MicroRNAs (miRNAs) are a key class of endogenous non-coding RNAs that play a pivotal role in regulating diseases. Accurately predicting the intricate relationships between miRNAs and diseases carries profound implications for disease diagnosis, treatment, and prevention. However, these prediction tasks are highly challenging due to the complexity of the underlying relationships. While numerous effective prediction models exist for validating these associations, they often encounter information distortion due to limitations in efficiently retaining information during the encoding-decoding process. Inspired by Multi-layer Heterogeneous Graph Transformer and Machine Learning XGboost classifier algorithm, this study introduces a novel computational approach based on multi-layer heterogeneous encoder-machine learning decoder structure for miRNA-disease association prediction (MHXGMDA). First, we employ the multi-view similarity matrices as the input coding for MHXGMDA. Subsequently, we utilize the multi-layer heterogeneous encoder to capture the embeddings of miRNAs and diseases, aiming to capture the maximum amount of relevant features.
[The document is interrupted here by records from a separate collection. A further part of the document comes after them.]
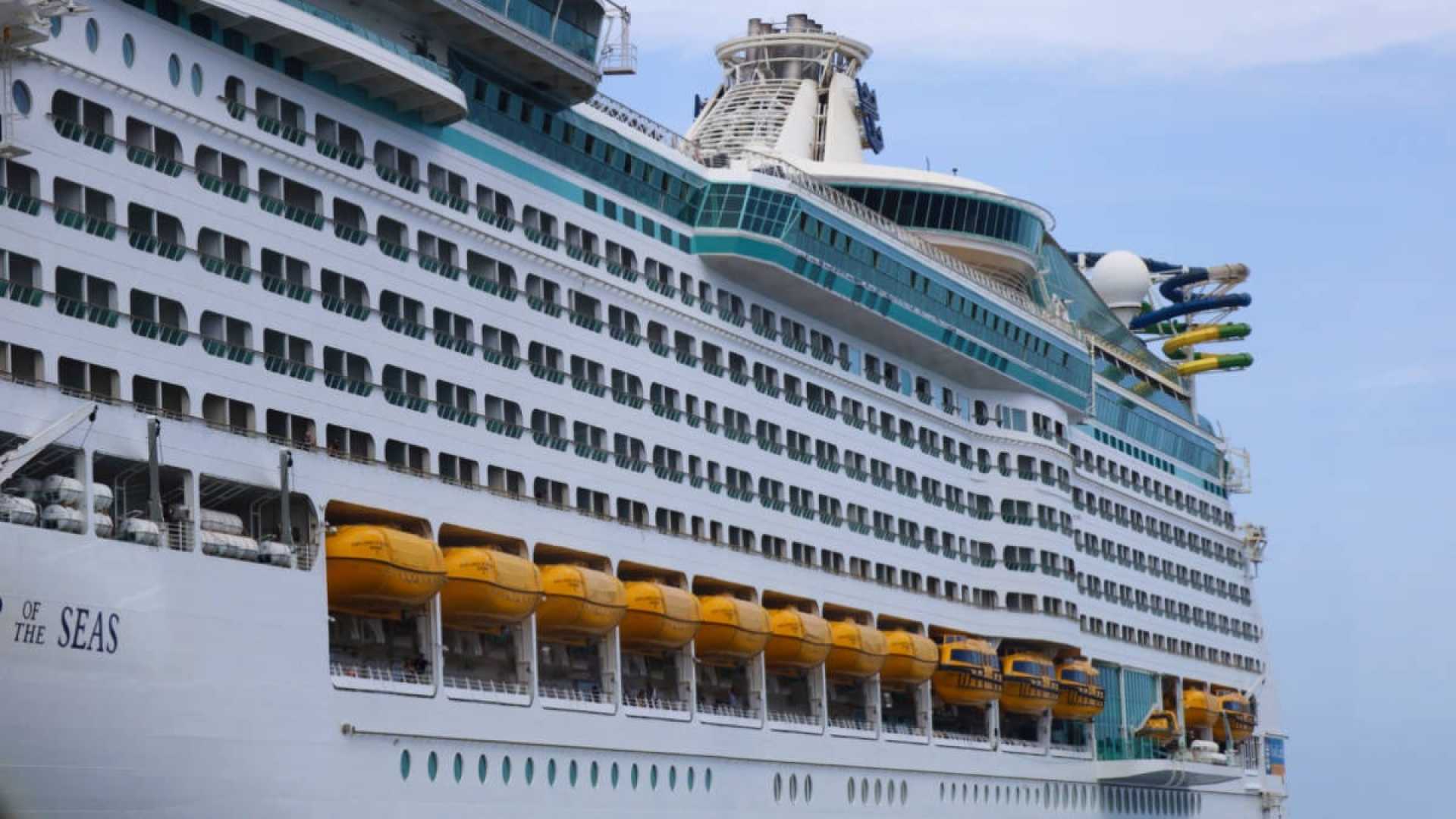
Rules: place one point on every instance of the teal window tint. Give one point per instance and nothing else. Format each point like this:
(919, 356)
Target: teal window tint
(20, 93)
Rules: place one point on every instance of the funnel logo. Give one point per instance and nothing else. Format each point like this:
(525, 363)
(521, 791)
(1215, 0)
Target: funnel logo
(870, 117)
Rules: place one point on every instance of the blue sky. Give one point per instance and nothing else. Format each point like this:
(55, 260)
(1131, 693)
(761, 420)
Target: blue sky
(1315, 142)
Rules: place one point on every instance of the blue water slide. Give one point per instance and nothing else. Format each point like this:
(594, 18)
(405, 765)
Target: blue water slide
(1172, 287)
(1191, 306)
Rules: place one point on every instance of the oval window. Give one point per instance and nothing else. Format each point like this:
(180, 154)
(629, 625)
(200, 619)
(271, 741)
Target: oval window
(20, 93)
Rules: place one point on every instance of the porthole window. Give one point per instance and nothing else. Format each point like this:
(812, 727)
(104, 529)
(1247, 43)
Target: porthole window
(20, 93)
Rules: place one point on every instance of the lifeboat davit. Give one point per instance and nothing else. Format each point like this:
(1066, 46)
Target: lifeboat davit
(487, 589)
(856, 651)
(580, 602)
(799, 640)
(733, 630)
(1161, 725)
(967, 673)
(1081, 695)
(660, 617)
(1030, 684)
(1239, 714)
(381, 572)
(1200, 708)
(910, 659)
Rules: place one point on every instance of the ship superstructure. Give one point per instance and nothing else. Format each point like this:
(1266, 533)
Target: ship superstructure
(394, 425)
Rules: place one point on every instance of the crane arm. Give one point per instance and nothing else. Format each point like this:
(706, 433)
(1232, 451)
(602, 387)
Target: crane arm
(12, 461)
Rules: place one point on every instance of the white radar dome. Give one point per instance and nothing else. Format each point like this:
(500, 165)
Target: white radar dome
(1122, 280)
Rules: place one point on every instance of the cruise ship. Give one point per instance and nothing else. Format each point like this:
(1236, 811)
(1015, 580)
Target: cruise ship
(394, 425)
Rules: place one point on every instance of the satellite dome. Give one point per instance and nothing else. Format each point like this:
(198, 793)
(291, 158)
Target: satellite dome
(1122, 280)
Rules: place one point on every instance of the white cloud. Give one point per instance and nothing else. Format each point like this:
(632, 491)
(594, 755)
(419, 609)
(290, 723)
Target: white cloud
(1133, 34)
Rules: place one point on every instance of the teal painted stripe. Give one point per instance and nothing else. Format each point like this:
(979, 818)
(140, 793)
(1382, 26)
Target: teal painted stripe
(780, 256)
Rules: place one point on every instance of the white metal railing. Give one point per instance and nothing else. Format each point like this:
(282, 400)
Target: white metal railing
(903, 729)
(484, 686)
(573, 695)
(962, 736)
(655, 704)
(728, 711)
(789, 717)
(381, 673)
(645, 126)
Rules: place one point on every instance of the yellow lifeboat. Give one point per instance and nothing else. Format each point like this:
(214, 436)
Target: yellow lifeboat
(1239, 714)
(1161, 725)
(910, 659)
(1081, 695)
(660, 617)
(580, 602)
(381, 572)
(967, 673)
(1200, 708)
(799, 640)
(733, 630)
(856, 651)
(1031, 684)
(487, 589)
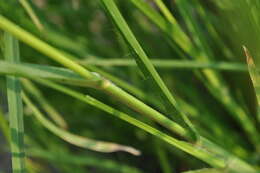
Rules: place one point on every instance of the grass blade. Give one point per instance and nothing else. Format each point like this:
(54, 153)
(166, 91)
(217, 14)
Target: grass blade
(46, 72)
(101, 83)
(11, 49)
(255, 77)
(82, 160)
(148, 69)
(170, 64)
(79, 141)
(49, 109)
(207, 171)
(204, 149)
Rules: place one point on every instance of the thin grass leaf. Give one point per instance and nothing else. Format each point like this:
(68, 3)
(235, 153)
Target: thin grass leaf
(26, 5)
(203, 149)
(255, 77)
(102, 84)
(207, 171)
(174, 32)
(49, 109)
(12, 54)
(46, 72)
(106, 147)
(214, 82)
(169, 64)
(163, 157)
(81, 160)
(148, 69)
(4, 127)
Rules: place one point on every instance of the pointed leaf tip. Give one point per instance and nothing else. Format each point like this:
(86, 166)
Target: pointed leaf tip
(249, 58)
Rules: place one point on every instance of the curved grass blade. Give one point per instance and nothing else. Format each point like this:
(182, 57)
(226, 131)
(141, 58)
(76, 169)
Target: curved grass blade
(148, 69)
(76, 140)
(169, 64)
(46, 72)
(255, 77)
(4, 127)
(50, 110)
(81, 160)
(203, 149)
(26, 5)
(101, 83)
(12, 54)
(207, 171)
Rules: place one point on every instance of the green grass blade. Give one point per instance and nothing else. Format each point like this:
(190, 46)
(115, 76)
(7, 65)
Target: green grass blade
(46, 72)
(169, 64)
(82, 160)
(49, 109)
(26, 5)
(43, 47)
(12, 54)
(255, 77)
(172, 30)
(207, 171)
(4, 127)
(204, 149)
(148, 69)
(101, 83)
(76, 140)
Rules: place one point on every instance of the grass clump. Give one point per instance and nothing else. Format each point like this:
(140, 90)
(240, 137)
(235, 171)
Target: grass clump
(191, 103)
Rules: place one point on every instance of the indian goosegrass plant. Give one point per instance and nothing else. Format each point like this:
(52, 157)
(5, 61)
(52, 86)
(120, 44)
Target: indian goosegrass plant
(191, 108)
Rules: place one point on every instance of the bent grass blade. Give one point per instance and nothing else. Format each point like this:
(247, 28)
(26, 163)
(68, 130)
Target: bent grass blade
(76, 140)
(148, 69)
(12, 54)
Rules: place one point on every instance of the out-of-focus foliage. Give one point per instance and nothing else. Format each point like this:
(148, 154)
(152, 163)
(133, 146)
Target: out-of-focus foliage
(221, 105)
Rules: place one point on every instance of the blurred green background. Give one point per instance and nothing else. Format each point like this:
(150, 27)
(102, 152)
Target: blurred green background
(218, 29)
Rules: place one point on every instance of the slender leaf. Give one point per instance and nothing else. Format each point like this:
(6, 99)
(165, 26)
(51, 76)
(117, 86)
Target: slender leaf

Finally, the information from all layers is concatenated to serve as input to the machine learning classifier, ensuring maximal preservation of encoding details. We conducted a comprehensive comparison of seven different classifier models and ultimately selected the XGBoost algorithm as the decoder. This algorithm leverages miRNA embedding features and disease embedding features to decode and predict the association scores between miRNAs and diseases. We applied MHXGMDA to predict human miRNA-disease associations on two benchmark datasets. Experimental findings demonstrate that our approach surpasses several leading methods in terms of both the area under the receiver operating characteristic curve and the area under the precision-recall curve.
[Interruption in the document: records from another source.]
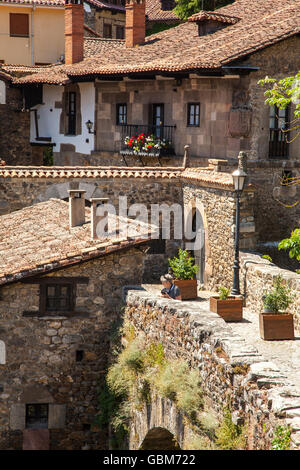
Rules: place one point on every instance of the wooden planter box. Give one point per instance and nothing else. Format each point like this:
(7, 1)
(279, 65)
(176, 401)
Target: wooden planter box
(230, 309)
(188, 289)
(274, 326)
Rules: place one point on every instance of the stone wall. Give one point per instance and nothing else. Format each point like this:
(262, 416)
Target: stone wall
(230, 368)
(15, 148)
(257, 277)
(217, 209)
(41, 365)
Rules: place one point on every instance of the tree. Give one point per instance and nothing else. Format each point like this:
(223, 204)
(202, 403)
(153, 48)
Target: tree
(186, 8)
(282, 93)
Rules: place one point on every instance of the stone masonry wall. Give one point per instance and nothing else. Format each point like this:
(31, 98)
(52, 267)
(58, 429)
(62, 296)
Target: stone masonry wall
(41, 352)
(257, 277)
(230, 368)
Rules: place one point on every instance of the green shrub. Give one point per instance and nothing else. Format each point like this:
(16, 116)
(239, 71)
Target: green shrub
(229, 435)
(282, 438)
(223, 293)
(279, 298)
(183, 266)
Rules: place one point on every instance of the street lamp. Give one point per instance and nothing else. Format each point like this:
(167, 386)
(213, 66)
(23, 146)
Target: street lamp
(238, 177)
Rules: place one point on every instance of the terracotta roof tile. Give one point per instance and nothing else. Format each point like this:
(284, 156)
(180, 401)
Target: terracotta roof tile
(37, 239)
(263, 23)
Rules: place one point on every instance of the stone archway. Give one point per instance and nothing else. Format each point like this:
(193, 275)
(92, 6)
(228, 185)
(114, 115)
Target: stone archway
(197, 237)
(159, 439)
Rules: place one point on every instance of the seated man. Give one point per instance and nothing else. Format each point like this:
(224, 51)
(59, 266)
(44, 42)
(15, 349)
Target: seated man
(169, 291)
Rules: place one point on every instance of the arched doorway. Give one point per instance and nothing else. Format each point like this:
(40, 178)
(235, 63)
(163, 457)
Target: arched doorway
(159, 439)
(198, 252)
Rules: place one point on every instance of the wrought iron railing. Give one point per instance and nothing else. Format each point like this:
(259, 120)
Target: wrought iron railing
(278, 144)
(143, 140)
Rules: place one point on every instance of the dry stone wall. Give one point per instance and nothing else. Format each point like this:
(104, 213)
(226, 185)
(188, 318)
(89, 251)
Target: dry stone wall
(41, 365)
(230, 368)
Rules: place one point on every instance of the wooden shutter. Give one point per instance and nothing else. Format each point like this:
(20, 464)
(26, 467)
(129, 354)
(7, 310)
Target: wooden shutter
(19, 24)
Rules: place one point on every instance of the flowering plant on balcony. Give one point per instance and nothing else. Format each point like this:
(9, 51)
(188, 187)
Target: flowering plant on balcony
(146, 143)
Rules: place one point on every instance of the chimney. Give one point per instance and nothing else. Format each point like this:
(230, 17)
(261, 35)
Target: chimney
(135, 23)
(76, 207)
(73, 31)
(95, 219)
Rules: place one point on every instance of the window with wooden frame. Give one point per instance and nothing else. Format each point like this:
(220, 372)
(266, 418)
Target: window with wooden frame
(19, 25)
(278, 137)
(36, 416)
(121, 114)
(57, 296)
(120, 32)
(107, 30)
(193, 114)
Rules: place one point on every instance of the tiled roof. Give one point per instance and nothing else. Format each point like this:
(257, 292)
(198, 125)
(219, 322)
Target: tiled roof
(105, 5)
(89, 172)
(37, 2)
(263, 23)
(37, 239)
(213, 16)
(161, 10)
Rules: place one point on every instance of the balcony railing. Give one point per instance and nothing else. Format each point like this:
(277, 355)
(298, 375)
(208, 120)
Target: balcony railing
(146, 141)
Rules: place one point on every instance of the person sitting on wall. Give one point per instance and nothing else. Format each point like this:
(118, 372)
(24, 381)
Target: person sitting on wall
(170, 291)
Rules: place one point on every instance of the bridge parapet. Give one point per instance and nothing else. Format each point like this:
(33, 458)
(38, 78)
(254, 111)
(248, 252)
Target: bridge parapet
(230, 368)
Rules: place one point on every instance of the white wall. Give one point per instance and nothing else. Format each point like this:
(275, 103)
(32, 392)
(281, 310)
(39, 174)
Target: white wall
(49, 117)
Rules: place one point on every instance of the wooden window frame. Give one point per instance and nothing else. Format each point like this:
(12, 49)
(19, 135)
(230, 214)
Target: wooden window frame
(107, 25)
(12, 26)
(195, 115)
(62, 281)
(118, 114)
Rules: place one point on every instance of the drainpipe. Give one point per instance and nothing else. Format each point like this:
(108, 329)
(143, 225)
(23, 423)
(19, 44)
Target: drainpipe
(32, 35)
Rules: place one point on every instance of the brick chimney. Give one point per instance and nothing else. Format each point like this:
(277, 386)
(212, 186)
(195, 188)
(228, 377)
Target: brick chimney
(135, 23)
(76, 207)
(74, 20)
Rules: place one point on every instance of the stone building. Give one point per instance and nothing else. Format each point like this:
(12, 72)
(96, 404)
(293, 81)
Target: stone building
(61, 291)
(209, 100)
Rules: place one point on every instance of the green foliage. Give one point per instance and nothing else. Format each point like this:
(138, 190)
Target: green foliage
(279, 298)
(292, 244)
(48, 156)
(268, 258)
(186, 8)
(183, 266)
(223, 293)
(230, 436)
(282, 438)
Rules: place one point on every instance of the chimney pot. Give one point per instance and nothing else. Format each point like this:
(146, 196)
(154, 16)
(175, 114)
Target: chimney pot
(76, 207)
(95, 219)
(74, 29)
(135, 24)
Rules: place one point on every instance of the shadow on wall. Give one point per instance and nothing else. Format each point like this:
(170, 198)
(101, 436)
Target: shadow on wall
(159, 439)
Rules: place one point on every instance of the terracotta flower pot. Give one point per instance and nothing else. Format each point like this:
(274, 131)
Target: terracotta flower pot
(188, 288)
(230, 309)
(276, 326)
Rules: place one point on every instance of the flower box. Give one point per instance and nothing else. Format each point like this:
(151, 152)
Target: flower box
(231, 309)
(276, 326)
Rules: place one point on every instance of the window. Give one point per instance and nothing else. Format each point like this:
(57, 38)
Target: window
(19, 25)
(193, 117)
(121, 114)
(107, 30)
(72, 113)
(36, 416)
(58, 297)
(278, 140)
(120, 32)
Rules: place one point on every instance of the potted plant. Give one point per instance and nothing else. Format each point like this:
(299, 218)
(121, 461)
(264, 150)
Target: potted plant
(229, 307)
(275, 322)
(184, 271)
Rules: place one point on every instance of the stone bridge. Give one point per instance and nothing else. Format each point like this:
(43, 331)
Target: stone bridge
(231, 367)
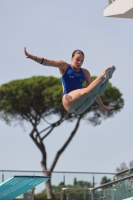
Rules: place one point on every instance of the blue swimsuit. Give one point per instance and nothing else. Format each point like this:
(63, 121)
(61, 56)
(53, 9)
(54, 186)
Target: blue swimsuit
(72, 80)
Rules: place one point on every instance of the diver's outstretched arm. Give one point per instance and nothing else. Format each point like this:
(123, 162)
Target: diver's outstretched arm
(53, 63)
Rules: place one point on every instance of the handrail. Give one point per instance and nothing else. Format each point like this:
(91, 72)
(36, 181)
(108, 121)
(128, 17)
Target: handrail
(33, 171)
(123, 172)
(111, 183)
(101, 186)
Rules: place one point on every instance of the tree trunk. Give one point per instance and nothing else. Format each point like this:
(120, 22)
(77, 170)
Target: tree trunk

微小 RNA(miRNAs)是一类关键的内源性非编码 RNA,在调控疾病方面发挥着重要作用。准确预测 miRNAs 与疾病之间错综复杂的关系对疾病诊断、治疗和预防具有深远意义。然而,由于潜在关系的复杂性,这些预测任务极具挑战性。尽管存在许多有效的预测模型来验证这些关联,但由于在编码-解码过程中有效保留信息的能力有限,它们经常会遇到信息失真的问题。受多层异质图 Transformer 和机器学习 XGboost 分类器算法的启发,本研究提出了一种新的基于多层异质编码器-机器学习解码器结构的计算方法,用于 miRNA-疾病关联预测(MHXGMDA)。首先,我们将多视图相似性矩阵作为 MHXGMDA 的输入编码。然后,我们利用多层异质编码器来捕获 miRNA 和疾病的嵌入,旨在捕获最大数量的相关特征。最后,将所有层的信息串联起来作为机器学习分类器的输入,以确保编码细节得到最大程度的保留。我们对七种不同的分类器模型进行了全面比较,最终选择 XGBoost 算法作为解码器。该算法利用 miRNA 嵌入特征和疾病嵌入特征进行解码和预测 miRNA 与疾病之间的关联分数。我们将 MHXGMDA 应用于两个基准数据集上的人类 miRNA-疾病关联预测。实验结果表明,我们的方法在接收器操作特征曲线下面积和精度-召回曲线下面积方面均优于几种领先方法。